During the lab, Hariprasath focused on assignment 2 and Lakshidaa focused on assignment 1. After the lab, both of us collaborated to complete the remaining tasks and to clarify each other’s doubts. Then we discussed together and answered the questions related to analysis and interpretation of the plots.
ubs_data = read.delim("prices-and-earnings.txt", header = TRUE)
After reading the data, we have filtered out columns : 1,2,5,6,7,9,10,16,17,18,19 and using the first column containing city names as the row labels. The resulting data frame looks as follows:
ubs_data = ubs_data[, c(1,2,5,6,7,9,10,16,17,18,19)]
rownames(ubs_data) = ubs_data[[1]]
ubs_data[1] = NULL
head(ubs_data, 3)
## Food.Costs... iPhone.4S.hr. Clothing.Index Hours.Worked Wage.Net
## Amsterdam 364 44.5 110.8 1755 69.4
## Athens 390 86.0 112.5 1822 40.0
## Auckland 497 51.0 79.2 1852 63.5
## Vacation.Days Big.Mac.min. Bread.kg.in.min. Rice.kg.in.min.
## Amsterdam 24 16 7 9
## Athens 23 30 13 26
## Auckland 20 16 17 8
## Goods.and.Services...
## Amsterdam 3034
## Athens 2605
## Auckland 3019
We create a heatmap of the data without any reordering of rows/columns.
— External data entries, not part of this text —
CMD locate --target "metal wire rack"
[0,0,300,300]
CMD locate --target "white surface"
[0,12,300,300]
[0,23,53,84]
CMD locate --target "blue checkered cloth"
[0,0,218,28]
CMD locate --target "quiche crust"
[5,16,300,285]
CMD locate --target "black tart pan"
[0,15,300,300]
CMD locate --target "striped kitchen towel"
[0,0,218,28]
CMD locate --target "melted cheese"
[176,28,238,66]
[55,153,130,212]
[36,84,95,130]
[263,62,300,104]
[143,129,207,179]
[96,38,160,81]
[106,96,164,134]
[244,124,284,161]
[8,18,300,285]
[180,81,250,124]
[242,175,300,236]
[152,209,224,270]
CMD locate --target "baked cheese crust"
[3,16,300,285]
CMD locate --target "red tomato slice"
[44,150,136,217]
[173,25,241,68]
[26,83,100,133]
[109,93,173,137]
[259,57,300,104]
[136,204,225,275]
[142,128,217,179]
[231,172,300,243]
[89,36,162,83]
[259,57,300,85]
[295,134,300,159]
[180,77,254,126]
ubs_scaled = scale(ubs_data )
plot_ly(x = colnames(ubs_scaled), y = rownames(ubs_scaled),
z = ubs_scaled, type = "heatmap",
colors = colorRamp(c("yellow", "red"))) %>%
layout(title = "Heatmap of Column variables vs Cities")
In this heatmap, it is quite difficult to spot any clusters as the colors in the rows and columns of data are varying a lot and very randomly mixed. It is also not possible to spot any outliers in this heatmap as it is difficult to identify the range of colors for each row/column. So, it is not possible to see any clusters and outliers.
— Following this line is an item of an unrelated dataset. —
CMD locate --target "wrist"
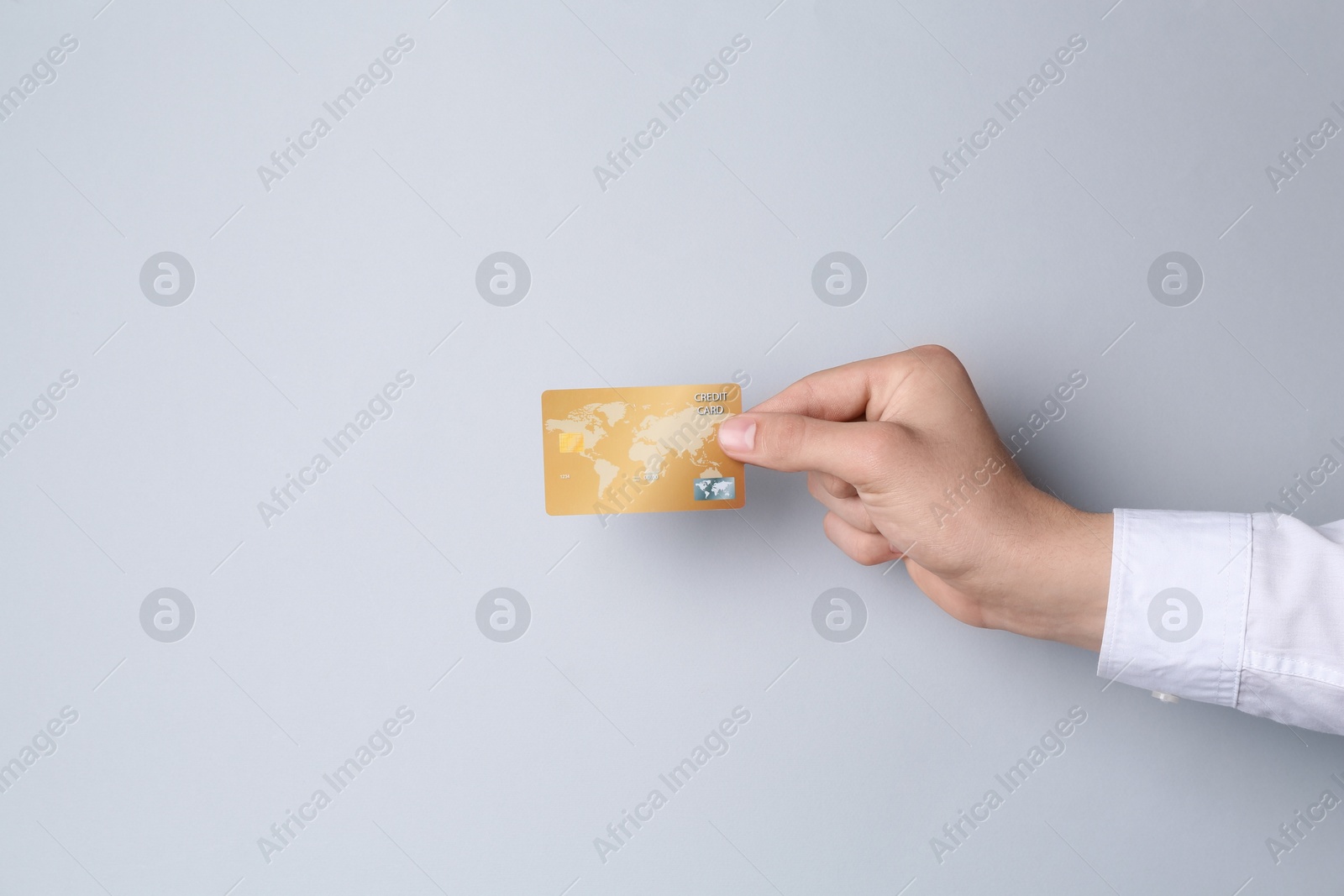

After computing orders that optimize Hamiltonian Path Length and using Hiearchical Clustering (HC) as the optimization algorithm, we plotted two heatmaps based on the two types of distance measures.
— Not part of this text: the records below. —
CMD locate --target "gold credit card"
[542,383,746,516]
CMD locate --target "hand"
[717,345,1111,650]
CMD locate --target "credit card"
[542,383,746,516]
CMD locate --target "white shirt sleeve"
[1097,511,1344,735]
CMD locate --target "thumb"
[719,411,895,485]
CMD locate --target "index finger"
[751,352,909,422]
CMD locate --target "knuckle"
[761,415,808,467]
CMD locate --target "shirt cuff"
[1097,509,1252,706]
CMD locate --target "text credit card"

Firstly, we compute orders for rows and columns using Hierarchical Clustering that optimizes Hamiltonian path length computed using Euclidean distance. Then, we create a heatmap with the reordered data.
plot_ly(x = colnames(ubs_reordered_euc),
y = rownames(ubs_reordered_euc),
z = ubs_reordered_euc, type = "heatmap",
colors = colorRamp(c("yellow", "red"))) %>%
layout(title = "Heatmap of Column variables vs Cities")
Secondly, we compute orders for rows and columns using Hierarchical Clustering that optimizes Hamiltonian path length computed using one-minus-correlation distance measure. Then, we create a heatmap with the reordered data.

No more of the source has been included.